Peep this staggering section:

“In Genesis 15, God ratified His covenant with Abraham. He employed a practice common in Abraham’s day. He instructed Abraham to cut several animals in two and lay them directly apart from each other on the ground, creating a path between the pieces. The custom required the parties to walk through the severed animals signifying, ‘May this be done to me if I do not keep the covenant.’ Instead of both parties walking through the pieces, only God (symbolized by a smoking fire pot and torch) passed through.”

Then LC (Lauren Chandler) asks us what Abraham is doing in Genesis 15:12. Answer (spoiler): He’s sleeping.

Then here’s the God-is-not-really-committed-to-us lie-obliterating part:

“Abraham was in the most vulnerable, helpless state when God made His covenant with him.
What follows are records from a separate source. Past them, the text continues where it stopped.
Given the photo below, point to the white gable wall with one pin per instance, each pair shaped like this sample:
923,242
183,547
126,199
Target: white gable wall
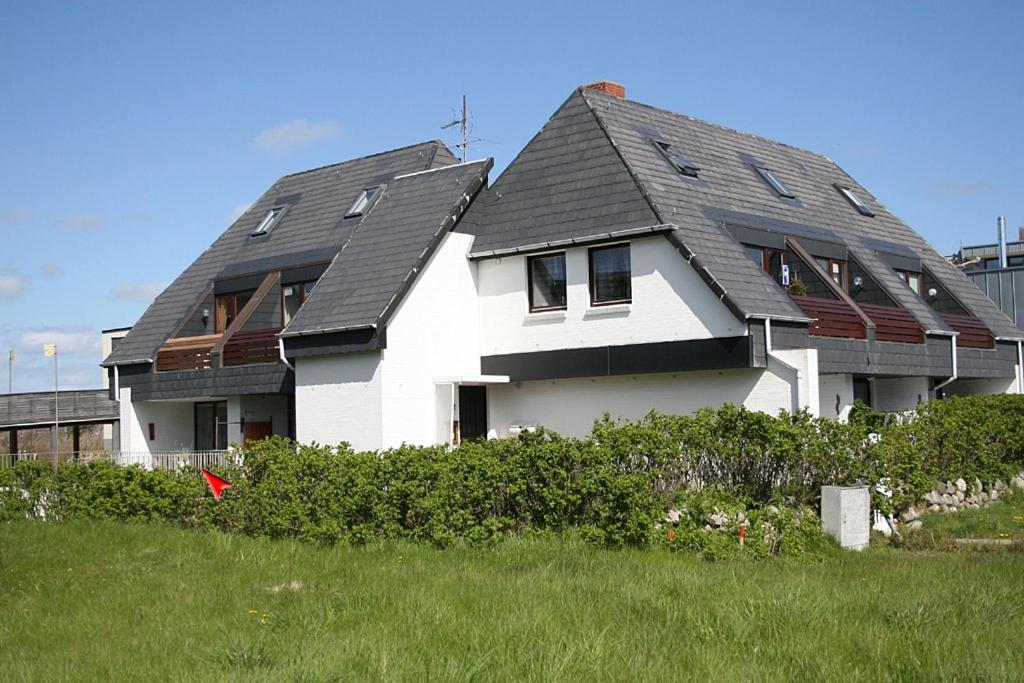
434,335
670,303
338,398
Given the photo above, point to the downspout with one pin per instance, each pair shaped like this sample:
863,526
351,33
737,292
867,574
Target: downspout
952,346
1020,367
281,349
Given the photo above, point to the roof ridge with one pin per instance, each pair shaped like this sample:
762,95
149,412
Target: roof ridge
708,123
434,141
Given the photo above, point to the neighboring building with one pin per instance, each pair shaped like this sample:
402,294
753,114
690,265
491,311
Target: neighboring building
629,259
1004,286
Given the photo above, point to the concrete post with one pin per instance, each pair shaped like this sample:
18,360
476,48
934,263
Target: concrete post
846,515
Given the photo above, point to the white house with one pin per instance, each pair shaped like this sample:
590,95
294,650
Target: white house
629,259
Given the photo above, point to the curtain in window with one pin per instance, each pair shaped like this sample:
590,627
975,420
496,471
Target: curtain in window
610,273
548,282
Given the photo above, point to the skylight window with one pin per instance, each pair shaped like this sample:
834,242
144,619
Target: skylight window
363,202
271,218
775,183
854,201
676,158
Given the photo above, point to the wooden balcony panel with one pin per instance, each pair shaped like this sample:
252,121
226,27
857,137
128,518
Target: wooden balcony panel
185,353
833,317
892,324
973,332
254,346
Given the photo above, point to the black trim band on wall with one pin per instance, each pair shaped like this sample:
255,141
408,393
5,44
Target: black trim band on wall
690,355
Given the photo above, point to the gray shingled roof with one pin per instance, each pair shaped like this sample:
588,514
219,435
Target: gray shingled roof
313,223
529,203
388,249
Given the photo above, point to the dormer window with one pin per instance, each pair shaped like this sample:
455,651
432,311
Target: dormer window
854,201
776,184
363,202
269,220
676,158
911,279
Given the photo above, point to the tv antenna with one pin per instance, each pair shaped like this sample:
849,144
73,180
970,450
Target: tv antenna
463,123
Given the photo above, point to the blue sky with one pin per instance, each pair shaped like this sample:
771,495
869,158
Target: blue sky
132,133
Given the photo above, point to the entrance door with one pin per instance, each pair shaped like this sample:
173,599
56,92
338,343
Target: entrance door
255,431
472,412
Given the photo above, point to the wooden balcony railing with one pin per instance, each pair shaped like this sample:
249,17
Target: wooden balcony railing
252,346
892,324
185,353
833,317
973,333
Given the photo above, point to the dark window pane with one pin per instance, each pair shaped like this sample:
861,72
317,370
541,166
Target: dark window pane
609,274
547,282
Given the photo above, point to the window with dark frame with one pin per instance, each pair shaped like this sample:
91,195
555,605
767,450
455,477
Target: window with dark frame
854,201
911,279
268,222
677,159
610,274
228,306
293,296
772,179
547,282
363,202
211,425
837,270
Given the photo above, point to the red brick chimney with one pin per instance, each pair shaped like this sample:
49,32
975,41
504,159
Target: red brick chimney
609,87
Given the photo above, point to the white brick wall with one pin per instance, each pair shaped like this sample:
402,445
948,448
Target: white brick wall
433,335
338,398
670,302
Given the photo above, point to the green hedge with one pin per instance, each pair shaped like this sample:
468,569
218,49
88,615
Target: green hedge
613,486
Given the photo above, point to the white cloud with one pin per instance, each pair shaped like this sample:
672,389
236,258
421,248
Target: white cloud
10,285
50,269
958,187
293,134
139,292
69,341
80,221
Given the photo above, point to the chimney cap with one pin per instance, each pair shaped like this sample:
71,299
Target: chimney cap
607,87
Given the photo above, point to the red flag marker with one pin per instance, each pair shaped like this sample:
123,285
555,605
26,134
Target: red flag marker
216,483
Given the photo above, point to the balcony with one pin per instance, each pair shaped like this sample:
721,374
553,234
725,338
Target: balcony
832,317
973,333
892,324
186,353
254,346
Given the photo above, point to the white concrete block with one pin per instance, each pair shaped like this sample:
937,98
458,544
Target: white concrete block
846,515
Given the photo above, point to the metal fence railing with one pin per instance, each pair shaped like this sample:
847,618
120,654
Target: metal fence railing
168,460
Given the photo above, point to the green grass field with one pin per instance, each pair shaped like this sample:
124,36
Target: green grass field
107,601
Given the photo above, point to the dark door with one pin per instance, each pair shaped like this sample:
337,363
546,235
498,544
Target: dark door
472,412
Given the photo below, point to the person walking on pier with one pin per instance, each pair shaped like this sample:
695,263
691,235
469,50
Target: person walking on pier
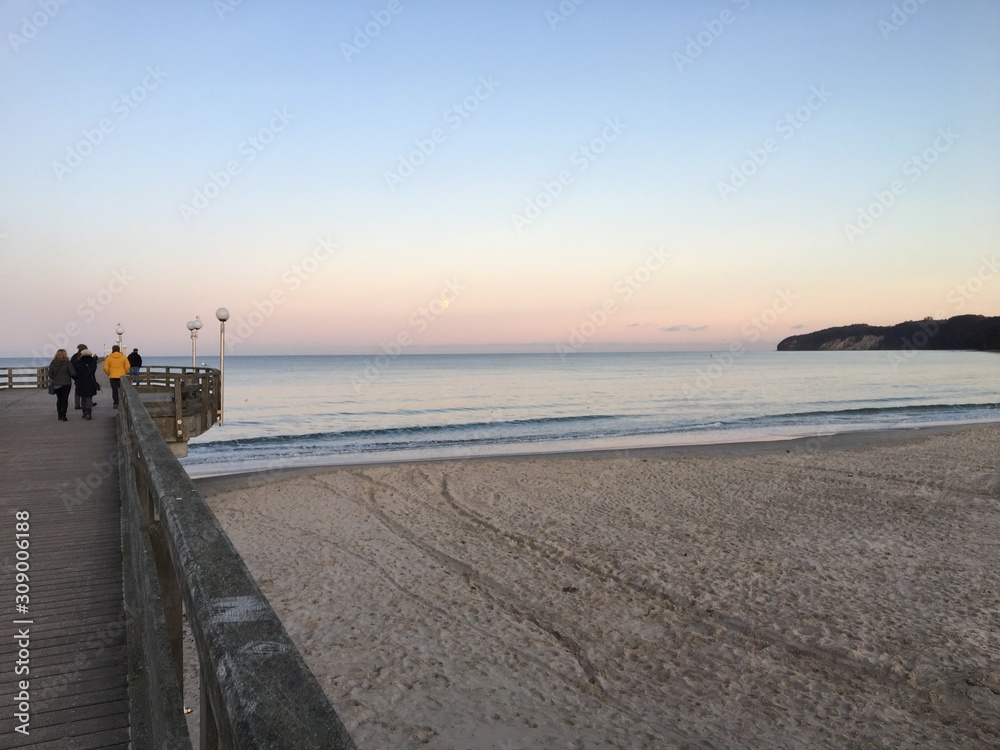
86,381
73,360
135,362
61,375
115,367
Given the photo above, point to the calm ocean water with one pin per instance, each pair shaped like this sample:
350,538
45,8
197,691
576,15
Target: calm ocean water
300,410
283,411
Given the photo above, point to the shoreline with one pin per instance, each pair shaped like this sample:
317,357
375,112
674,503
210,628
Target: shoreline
808,593
847,440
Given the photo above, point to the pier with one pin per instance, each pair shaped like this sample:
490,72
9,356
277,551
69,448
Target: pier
108,548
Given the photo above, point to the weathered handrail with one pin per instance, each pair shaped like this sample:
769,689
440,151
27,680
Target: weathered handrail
26,376
183,401
256,690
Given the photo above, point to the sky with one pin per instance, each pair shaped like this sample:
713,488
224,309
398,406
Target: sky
402,177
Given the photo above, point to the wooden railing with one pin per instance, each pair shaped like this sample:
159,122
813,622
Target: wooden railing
183,402
256,690
24,377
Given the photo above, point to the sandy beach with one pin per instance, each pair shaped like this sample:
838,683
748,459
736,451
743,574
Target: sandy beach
833,593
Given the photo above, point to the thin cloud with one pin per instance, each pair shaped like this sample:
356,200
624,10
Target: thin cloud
678,329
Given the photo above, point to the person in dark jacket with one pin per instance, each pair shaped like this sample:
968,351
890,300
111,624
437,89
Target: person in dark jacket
61,374
86,381
73,360
135,362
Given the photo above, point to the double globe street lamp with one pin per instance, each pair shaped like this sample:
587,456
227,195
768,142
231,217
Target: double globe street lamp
194,326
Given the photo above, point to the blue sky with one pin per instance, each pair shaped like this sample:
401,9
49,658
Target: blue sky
328,170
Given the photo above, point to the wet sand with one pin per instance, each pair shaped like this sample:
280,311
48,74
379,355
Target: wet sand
828,593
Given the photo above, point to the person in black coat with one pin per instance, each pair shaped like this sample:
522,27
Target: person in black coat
135,362
61,374
86,381
73,360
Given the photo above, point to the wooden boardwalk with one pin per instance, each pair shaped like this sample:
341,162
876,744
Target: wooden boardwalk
65,475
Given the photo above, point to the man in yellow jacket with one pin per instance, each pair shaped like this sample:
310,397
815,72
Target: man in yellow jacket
116,366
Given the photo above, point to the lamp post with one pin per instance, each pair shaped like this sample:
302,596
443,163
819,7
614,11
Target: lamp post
223,315
193,326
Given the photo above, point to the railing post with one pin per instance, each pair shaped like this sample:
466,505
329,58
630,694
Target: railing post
208,731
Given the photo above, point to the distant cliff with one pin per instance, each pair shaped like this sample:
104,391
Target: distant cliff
961,332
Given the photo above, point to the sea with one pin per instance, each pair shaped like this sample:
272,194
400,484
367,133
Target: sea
283,411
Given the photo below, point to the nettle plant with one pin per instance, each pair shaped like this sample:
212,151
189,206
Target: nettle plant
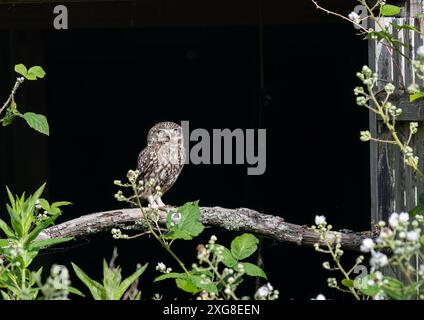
399,242
36,121
216,275
219,270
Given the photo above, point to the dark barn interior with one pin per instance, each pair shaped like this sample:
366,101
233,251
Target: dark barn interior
124,65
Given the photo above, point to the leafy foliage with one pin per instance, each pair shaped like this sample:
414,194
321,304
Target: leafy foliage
113,287
36,121
20,247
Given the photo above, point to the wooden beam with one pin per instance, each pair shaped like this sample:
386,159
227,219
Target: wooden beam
240,219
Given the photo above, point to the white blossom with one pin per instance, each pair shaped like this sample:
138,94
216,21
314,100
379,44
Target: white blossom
320,220
379,260
367,245
394,220
412,236
353,16
404,217
161,267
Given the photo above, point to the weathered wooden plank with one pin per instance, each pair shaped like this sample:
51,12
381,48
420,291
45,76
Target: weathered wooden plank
394,187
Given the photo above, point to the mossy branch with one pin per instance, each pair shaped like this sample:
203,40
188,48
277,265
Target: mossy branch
240,219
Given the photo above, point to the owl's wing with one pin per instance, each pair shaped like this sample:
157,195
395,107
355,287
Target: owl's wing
146,162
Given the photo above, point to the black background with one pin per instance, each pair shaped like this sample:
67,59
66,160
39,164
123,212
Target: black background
105,87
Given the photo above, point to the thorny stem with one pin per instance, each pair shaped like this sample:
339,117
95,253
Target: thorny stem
12,94
215,271
342,270
152,231
392,130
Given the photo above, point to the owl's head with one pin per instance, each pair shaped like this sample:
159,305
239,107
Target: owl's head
165,132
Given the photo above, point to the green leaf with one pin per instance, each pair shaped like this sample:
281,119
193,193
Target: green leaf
187,285
198,281
37,121
189,225
49,242
36,71
21,69
365,288
227,257
43,225
7,231
4,295
9,117
415,96
129,281
76,291
253,270
44,204
393,288
388,10
244,246
348,283
96,289
171,275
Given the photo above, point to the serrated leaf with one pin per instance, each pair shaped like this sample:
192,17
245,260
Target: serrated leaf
8,118
415,96
37,71
227,257
389,10
37,121
198,281
365,287
253,270
244,246
96,289
21,69
76,291
187,285
6,229
189,224
129,281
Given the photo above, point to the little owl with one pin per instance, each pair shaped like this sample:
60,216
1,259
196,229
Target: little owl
161,161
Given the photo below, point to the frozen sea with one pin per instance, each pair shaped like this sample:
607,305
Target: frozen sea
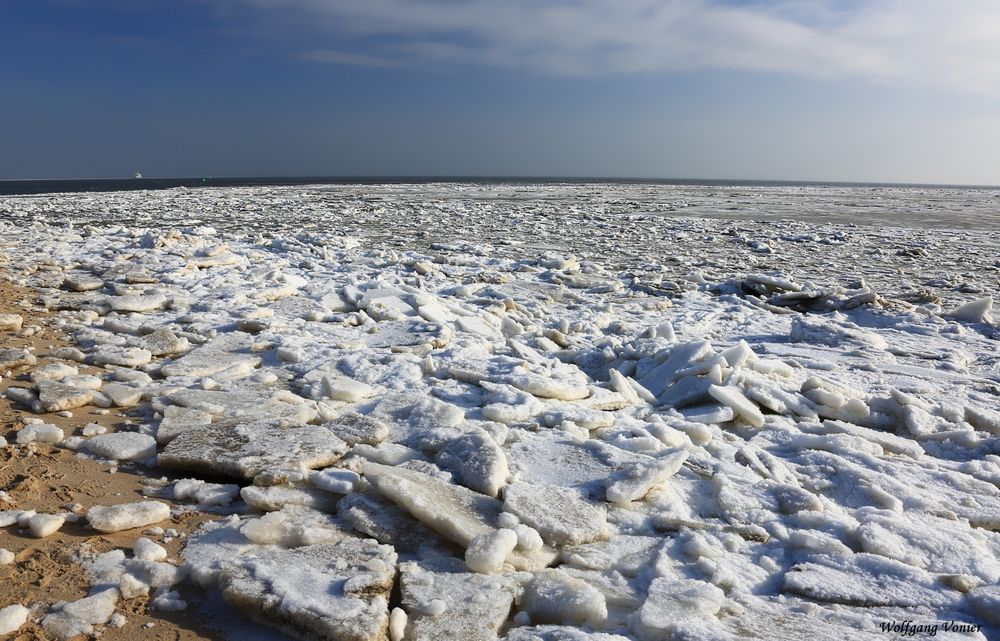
545,410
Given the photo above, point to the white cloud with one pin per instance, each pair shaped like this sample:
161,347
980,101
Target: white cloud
952,43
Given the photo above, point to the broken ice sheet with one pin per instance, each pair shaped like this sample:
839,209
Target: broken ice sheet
246,448
443,601
337,591
454,512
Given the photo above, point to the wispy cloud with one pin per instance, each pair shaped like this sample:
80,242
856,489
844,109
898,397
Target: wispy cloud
922,42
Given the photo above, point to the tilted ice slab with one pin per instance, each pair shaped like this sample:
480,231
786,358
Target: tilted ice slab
246,448
456,513
560,515
443,601
337,591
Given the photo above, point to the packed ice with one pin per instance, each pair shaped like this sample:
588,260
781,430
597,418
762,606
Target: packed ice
530,414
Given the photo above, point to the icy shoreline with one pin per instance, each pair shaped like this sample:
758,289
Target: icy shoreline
532,447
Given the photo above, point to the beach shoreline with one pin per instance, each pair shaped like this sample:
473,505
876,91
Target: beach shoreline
51,479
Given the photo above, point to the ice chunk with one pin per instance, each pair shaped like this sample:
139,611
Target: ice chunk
544,387
888,442
177,419
383,520
865,580
335,480
246,448
205,493
146,550
82,283
275,497
354,429
677,358
168,601
43,525
558,633
708,414
337,591
133,303
221,356
123,356
12,618
53,372
16,357
476,461
41,432
670,604
977,311
743,407
984,603
560,515
487,552
125,516
122,446
56,397
293,526
634,480
122,395
163,342
474,605
78,617
454,512
554,596
341,388
928,542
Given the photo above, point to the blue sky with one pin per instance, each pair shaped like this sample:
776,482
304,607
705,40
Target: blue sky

And God didn’t make him sleepwalk through the animal carcasses. Instead, He alone tread the path declaring, ‘may this be done to Me, if this covenant is not kept.'”

Oh my heart.

God’s love for us—yes, us—is not too good to be true. It’s real. He’s committed. And He’s still saying, “I’m in this, no backsies.” He cannot be unfaithful to Himself and therefore He will not be unfaithful to His children.

A few paragraphs later, LC wraps up the day’s study like this:

“I want you to see that what He said He would do, He has done. There’s still more to come. All is not as it will be. We still struggle against sin. Death has yet to finally die. Pain remains a part of life. But we can trace the goodness of God in keeping His promises throughout history so that we can trust He will keep His promise to be ‘with [us] always, to the end of the age’ (Matt. 28:20) and that Christ has not left us. He will return (Acts 1:11).” (emphasis mine)

May this fuel our hearts to worship in spirit and truth, rejecting the lies that seek to convince us God could not or does not really love us. And may we believe—and stake everything on—His word above all else.

 

*I highly recommend the workbook. Coming from someone who doesn’t love workbooks in general, it’s a little pricey and completely worth it. Get it.